In an exemplary embodiment, in response to the calibration request, zero calibrating the rotation direction of the handheld device in the world coordinate system includes: zeroing the rotational Euler angle of the handheld device in response to the calibration request, wherein the handheld device is pointed vertically for the monocular acquisition device and the screen of the handheld device is facing directly above when zeroing the calibration.

Wherein, Euler's angle is used to confirm three independent angle parameters of fixed point rotation rigid body position. In the present embodiment, the euler angle is used to characterize the rotation angle of the wrist joint in the world coordinate system. Specifically, the terminal responds to the calibration request, and performs zero setting on the Euler angle of the handheld device under the world coordinate system of the monocular acquisition device, so that the coordinate system of the handheld device is converted into the coordinate system of the monocular acquisition device. In the present embodiment, the grip posture and orientation of the hand-held device at the time of the zeroing calibration are exemplified. When zeroing calibration is performed, the handheld device is vertically directed to the monocular acquisition device, and the screen of the handheld device faces right above. Further, in the process of collecting the wrist joint movement information of the user, the long edges of the handheld device can be parallel to the roots of the four fingers except the thumb, the top end of the handheld device is located on one side of the thumb, the handheld device is held in a posture that the screen of the handheld device faces back to the palm, and the handheld device is kept not to move relative to the palm any more.

FIG. 6 is a flow diagram illustrating a method of motion capture in accordance with an exemplary embodiment. In this embodiment, applications that can be used in cooperation with each other may be deployed in the terminal and the handheld device, and the application used in cooperation with each other is not limited to implement the steps shown in fig. 6. As shown in fig. 6, the motion capture method includes the following steps.

In step S601, a calibration request from a handheld device is received.

In step S602, in response to the calibration request, the rotation direction of the handheld device in the world coordinate system is subjected to the zeroing calibration, and the world coordinate system is the coordinate system of the monocular acquisition device. Specifically, during zeroing calibration, the user may hold the handheld device in a certain taking posture: the handheld device is vertically directed to the monocular acquisition device, and the screen of the handheld device faces directly above.

In step S603, whole body motion video data of the target subject is captured by the monocular capturing device. The first timestamp is carried in the whole-body motion video data. The monocular acquisition device may be a WEBCAM (WEBCAM) camera.

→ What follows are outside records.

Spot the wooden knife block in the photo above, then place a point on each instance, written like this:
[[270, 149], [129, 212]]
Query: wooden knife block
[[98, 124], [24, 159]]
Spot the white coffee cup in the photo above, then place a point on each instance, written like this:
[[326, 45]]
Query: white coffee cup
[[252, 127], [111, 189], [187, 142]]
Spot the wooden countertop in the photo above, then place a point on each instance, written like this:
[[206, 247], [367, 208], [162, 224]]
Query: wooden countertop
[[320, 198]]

In step S604, the body posture capture algorithm is used to identify the whole body motion video data, and the rotation angle of the joint of the subject is obtained. The body posture capturing algorithm can be a real-time algorithm, namely, the body posture capturing algorithm is used for identifying the whole body motion video data while obtaining the whole body motion video data, so that the rotation angle of the joint of the main body is obtained.

In step S605, the wrist joint direction output by the handheld device is received. The wrist joint orientation carries a second time stamp. The handheld device can be, but is not limited to, various smart phones, tablet computers and portable wearable devices with built-in gyroscopes. The wrist joint direction can be acquired by a gyroscope in the handheld device.

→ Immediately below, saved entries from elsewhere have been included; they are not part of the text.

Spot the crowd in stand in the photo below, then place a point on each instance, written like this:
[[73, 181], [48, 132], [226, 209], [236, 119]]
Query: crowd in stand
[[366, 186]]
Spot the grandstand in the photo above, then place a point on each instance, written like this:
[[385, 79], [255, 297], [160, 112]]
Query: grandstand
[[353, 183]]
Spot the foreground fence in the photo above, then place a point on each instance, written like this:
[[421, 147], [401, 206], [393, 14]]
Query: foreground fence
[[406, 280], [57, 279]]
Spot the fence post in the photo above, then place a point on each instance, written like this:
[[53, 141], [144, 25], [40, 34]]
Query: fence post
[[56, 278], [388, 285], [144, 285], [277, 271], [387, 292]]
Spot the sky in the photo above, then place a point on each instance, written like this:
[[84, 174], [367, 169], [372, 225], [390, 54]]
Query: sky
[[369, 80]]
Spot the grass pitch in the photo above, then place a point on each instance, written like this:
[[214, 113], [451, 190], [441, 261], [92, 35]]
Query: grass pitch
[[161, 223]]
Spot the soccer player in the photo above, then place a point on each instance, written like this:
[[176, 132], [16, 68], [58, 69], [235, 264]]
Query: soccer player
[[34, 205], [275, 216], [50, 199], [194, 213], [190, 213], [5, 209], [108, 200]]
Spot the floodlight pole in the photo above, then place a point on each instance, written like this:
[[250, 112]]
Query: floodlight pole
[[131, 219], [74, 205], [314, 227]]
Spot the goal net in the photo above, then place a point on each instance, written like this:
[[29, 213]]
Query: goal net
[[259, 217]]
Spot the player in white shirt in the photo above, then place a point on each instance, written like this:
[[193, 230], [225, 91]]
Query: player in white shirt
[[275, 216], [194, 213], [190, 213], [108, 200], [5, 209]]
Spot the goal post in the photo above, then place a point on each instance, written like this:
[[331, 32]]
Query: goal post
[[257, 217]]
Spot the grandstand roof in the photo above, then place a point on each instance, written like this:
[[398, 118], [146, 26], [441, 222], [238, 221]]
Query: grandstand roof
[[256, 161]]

In step S606, for each frame of video image in the whole-body motion video data, subject joint movement information corresponding to each frame of video image, and the wrist joint direction that is temporally closest to each frame of video image are acquired.

Specifically, the second timestamp with the closest time can be searched according to the first timestamp corresponding to each frame of video image. And taking the wrist joint direction corresponding to the second time stamp as the wrist joint direction corresponding to each frame of video image.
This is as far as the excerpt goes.